Sunday, November 26, 2006

First Thanksgiving

Warning: boring mommy documentation post ahead.

The boys' first Thanksgivings were fantastic. We celebrated at Hubby's parents' Thursday, then hosted for my parents, brother and girlfriend, cousin, niece and two great-nephews.

On Thursday, the boys played with their older cousin and generally had a blast. Scampy said his name for the first time, and both babies walked and walked some more. After failing to take a nap all day, Impy fell asleep at the table. Scampy took a nap in early afternoon, and sat at dinner socializing (e.g., happily sitting in his chair, drinking water out of his straw cup, occasionally babbling, and pulling at the tablecloth).

Today, the boys played with their older cousins-once-removed, stole their cousins' binkies (and had theirs stolen in return), and romped around the house (all baby gates were in use to segregate dogs from unfamiliar visitors). Impy fell asleep at the table after fighting a nap all afternoon (he did try some stuffing before he fell asleep with his mouth hanging open - hee!). Scampy took a nap in early afternoon, and hung out binking and drinking water during dinner. He gave Daddy a "what the hell do you think you're doing?" look when hubby dared to offer some stuffing. Scampy does not approve of rampant food experimentation. Later, Impy walked up to Grandma and spit out a piece of kibble -- ptooey! Errrr, yikes.

Both days, our babies were repeatedly bowled over by their older, toddler cousins. Neither cried once -- we speculate that since they're used to dealing with a very sweet but clumsy-pushy 105 lb dog, a few strapping cousinly types are nothing. Despite recent inlaw problems (and permanent drama between my brother and niece), everyone got along swimmingly. Plus, hubby cooked a stupendous dinner.

I'm bursting with thanks.

Tuesday, November 21, 2006

I'm avoiding specifics

I'm having some...issues with my in-laws. So as not to bore myself, I will recap the history of my relationship with my in-laws thusly:

First seven years: Llamas singing, birds weaving braids of spaghetti through our hair, all the world made of sweet, sweet nougat.

Eighth year: Hmm. Something's amiss here. No, nothing's amiss. I'm a crazy person. She's a bitch! No, I'm a crazy person. Well, and she's a bitch. Oh, whatever. Everything's fine. Things could be much worse. Things have been great for seven years -- I must be blowing this out of proportion. It's FINE. But it's really not.

Ninth year, first months: Good to see you!

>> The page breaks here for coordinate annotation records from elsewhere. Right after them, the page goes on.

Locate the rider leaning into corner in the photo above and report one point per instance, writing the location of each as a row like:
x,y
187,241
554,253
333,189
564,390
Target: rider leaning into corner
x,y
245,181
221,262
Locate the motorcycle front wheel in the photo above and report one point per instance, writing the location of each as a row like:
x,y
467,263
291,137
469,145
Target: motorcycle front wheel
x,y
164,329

Avoid, avoid, avoid, avoid. It's been so long! Avoid, avoid. We've been SWAMPED! Avoid, avoid, avoid.

Ninth year, last months: CUNT.

Tenth year, first months: These people are pure evil.

Tenth year, last months: Okay, maybe not evil. I just don't trust them.

Eleventh year, first months: Okay, I don't trust them. But they can be nice. And I'm a crazy person. Maybe everything will be fine.

Eleventh year, last months: Something's not right. No, everything's fine. I'm a crazy person! Just. Let. It. Go. Already. They're not letting me let it go. Oh, whatever. I'm very lucky and happy -- why does it matter? Shut up -- things have been so much worse! But still...AUGHHHH!!! It needs to be fine. Oh, holy yell, I am just tired.

They're just shortchanging us, and worse, shortchanging our children. And we keep trying, and they keep shortchanging, and it makes no sense. Except that they apparently have a finite pool of interest and care apportioned to grandchildren, and said pool is already spoken for.

We're not stopping, though. If the day ever comes where the boys see the treatment disparity and are hurt by it, we'll have to re-evaluate. Until then, I am making nice as stubbornly as I possibly can. I am the irresistable force of breezy unconcern. I'm the immovable object of sang froid (and I don't even speak French)!

Ruthlessly kind are my watchwords. There's no "bigger person" here. No, right now I'm a very small-on-the-inside person. A tiny, tiny angry person with pointy little gesticulative ratfists and a squeaking, vengeful ratvoice who would so love to have a rational conversation with these people and calmly, constructively discuss how they're hurting us and ultimately shortchanging themselves, and barring this, tell them to pound salt.

Sometimes tiny-on-the-inside, ruthlessly kind ratpeople write very long sentences.

Tuesday, November 14, 2006

4 legs good, 2 legs good

Both boys walked today for the first time. They've taken a few stutter-steps here and there over the past few weeks, but today, egged on by Impy's lady friend (AKA his PT), they took three steps each.

It was weirder than I expected. It seems to me that crawling was a more life-changing milestone, since it meant mobility and all the life changes that entails. Walking is just crawling with a couple fewer limbs, isn't it? Yet walking is generally considered more of a big deal. Seeing them walk affected me, but I'm not quite sure how or why. Must ponder.